420 F.2d 1336, 137 U.S. App. D.C. 133, 1969 U.S. App. LEXIS 9630
CourtCourt of Appeals for the D.C. Circuit
DecidedDecember 19, 1969
Docket22665
StatusPublished
Cited by122 cases

This text of 420 F.2d 1336 (Robert L. Ackerly v. Herbert L. Ley, Jr) is published on Counsel Stack Legal Research, covering Court of Appeals for the D.C. Circuit primary law. Counsel Stack provides free access to over 12 million legal documents including statutes, case law, regulations, and constitutions.

Bluebook
Robert L. Ackerly v. Herbert L. Ley, Jr, 420 F.2d 1336, 137 U.S. App. D.C. 133, 1969 U.S. App. LEXIS 9630 (D.C. Cir. 1969).

Opinion

McGOWAN, Circuit Judge:

Appellant’s complaint in the District Court sought equitable relief, in the form of compelled disclosure of documents, against appellee Commissioner of Food and Drugs in the United States Department of Health, Education and Welfare. The District Court, on cross-motions for summary judgment, held for the Commissioner. Upon appeal from this judgment, it appears that subsequent events have rendered the litigation moot as to some of the documents sought. As to the remainder, which were inspected in camera by the District Court, we find the District Court’s characterization of what that inspection revealed inadequate to admit of meaningful appellate review in terms of the relevant statutory standards. We thus vacate the judgment appealed from and remand for further proceedings consistent herewith.

I

The controversy before us involves the so-called Freedom of Information Act which was enacted by Congress, effective June 5, 1967. 5 U.S.C. § 552. Appellant is an attorney representing manufacturers and distributors of chemical products designed for household use. The Commissioner gave notice in the Federal Register of February 16, 1968, of a proposal on his part to bar from interstate commerce, as a “banned hazardous substance” within the purview of the Federal Hazardous Substances Act (15 U.S.C. § 1261 et seq.), carbon tetrachloride and mixtures containing it. 33 Fed.Reg. 3076. The notice recited that this proposed restriction was founded upon “information gathered from investigations and other sources” which suggested that “the degree or nature of the hazard involved” was such as tó make no other course acceptable. Comments upon the proposal from all interested persons were invited to be submitted by March 16, 1968.
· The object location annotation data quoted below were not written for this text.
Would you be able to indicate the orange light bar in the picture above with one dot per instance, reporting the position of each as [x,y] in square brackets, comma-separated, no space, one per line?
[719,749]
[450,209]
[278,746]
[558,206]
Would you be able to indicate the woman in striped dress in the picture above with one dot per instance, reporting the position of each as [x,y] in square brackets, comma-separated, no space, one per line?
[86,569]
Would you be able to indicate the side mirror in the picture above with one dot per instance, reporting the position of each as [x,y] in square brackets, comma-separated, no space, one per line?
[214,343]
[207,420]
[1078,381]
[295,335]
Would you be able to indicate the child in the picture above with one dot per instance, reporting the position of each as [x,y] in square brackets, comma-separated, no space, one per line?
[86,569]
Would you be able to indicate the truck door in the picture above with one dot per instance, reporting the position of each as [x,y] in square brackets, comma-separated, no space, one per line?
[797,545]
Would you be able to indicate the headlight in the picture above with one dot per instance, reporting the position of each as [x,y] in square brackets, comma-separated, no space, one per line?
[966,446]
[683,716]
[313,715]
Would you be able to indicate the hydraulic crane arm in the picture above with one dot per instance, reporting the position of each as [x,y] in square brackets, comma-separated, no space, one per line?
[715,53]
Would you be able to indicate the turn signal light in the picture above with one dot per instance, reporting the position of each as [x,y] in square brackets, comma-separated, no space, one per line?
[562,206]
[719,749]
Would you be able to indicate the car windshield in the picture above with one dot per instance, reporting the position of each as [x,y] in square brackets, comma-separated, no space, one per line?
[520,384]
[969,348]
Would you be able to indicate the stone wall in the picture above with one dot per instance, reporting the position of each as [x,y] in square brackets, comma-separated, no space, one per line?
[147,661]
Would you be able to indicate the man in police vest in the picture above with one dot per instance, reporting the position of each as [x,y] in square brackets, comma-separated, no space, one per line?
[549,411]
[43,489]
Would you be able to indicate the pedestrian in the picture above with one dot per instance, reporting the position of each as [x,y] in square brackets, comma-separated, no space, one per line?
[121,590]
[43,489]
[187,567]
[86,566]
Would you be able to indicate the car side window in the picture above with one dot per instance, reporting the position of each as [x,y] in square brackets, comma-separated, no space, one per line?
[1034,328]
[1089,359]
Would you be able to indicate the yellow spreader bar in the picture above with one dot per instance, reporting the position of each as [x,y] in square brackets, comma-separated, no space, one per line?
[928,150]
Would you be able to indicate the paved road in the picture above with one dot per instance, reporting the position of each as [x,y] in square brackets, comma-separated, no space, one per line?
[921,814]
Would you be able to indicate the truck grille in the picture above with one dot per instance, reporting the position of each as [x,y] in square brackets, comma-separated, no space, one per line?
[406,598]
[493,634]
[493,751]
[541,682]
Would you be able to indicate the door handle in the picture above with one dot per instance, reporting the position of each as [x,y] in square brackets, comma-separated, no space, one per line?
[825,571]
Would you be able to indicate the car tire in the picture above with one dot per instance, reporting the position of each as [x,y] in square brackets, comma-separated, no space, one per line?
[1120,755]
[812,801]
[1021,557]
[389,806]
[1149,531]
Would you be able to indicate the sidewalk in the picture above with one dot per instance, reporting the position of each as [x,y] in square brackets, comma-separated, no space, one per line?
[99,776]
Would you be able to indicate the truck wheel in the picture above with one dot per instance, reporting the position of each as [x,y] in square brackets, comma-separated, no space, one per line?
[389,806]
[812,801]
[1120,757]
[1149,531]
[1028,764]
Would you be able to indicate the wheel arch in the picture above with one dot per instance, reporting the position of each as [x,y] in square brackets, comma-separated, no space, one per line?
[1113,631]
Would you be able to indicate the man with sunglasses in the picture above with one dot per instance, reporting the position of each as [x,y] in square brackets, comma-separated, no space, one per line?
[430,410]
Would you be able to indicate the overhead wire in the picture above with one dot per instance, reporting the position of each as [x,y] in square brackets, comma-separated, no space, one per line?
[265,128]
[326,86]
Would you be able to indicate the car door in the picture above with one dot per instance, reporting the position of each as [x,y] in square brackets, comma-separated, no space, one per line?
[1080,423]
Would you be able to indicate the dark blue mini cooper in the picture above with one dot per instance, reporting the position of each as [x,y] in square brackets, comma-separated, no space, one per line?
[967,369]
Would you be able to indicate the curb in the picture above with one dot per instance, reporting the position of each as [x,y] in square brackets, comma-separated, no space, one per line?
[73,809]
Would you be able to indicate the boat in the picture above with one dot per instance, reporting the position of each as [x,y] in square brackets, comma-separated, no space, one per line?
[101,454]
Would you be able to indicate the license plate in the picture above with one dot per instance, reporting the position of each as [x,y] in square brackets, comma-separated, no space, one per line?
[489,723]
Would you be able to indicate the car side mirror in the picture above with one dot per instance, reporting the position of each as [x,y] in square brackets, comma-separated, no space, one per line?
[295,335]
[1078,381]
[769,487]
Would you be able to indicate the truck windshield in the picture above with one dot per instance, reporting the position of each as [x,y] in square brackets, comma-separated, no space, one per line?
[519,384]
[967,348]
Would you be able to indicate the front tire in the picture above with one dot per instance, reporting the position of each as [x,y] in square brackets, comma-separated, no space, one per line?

Appellant, by a letter dated March 6, 1968, sought permission “to review and inspect and/or copy all of the records” in the possession of the Commissioner *1338 “which relate in any way to the degree or nature of the hazard” referred to in the Commissioner’s proposal. In a reply of the same date, the Agency’s Information Center Officer gave appellant a list of those materials relied upon by the Commissioner which had already been published. He refused the request otherwise as “too broad.” “Also,” he added, “this would, of necessity, include internal communications, which are exempt from disclosure under (the Freedom of Information Act).” The next day appellant appealed this decision to the Agency’s Information Review Officer, who eventually supplied appellant with three mem-oranda from the Agency records 1 but denied access to all remaining records on the ground that they were “internal documents, such as the briefing memorandum to the Commissioner before the proposal was published, memoranda of telephone conversations, investigative reports, and material submitted to (the Agency) in confidence.” These records, it was said, were “not subject to disclosure.”

Appellant filed his complaint in the District Court on April 17, 1968. 2 On May 24, the Commissioner issued a final order implementing his proposal. That order was, however, stayed on July 27, 1968, and an evidentiary hearing by the Agency was scheduled on the merits of the order. This action was, as contemplated by the statute, in response to appellant’s filing on June 20 of a formal objection to the order and his request for a public hearing, in which appellant entered an appearance for his clients.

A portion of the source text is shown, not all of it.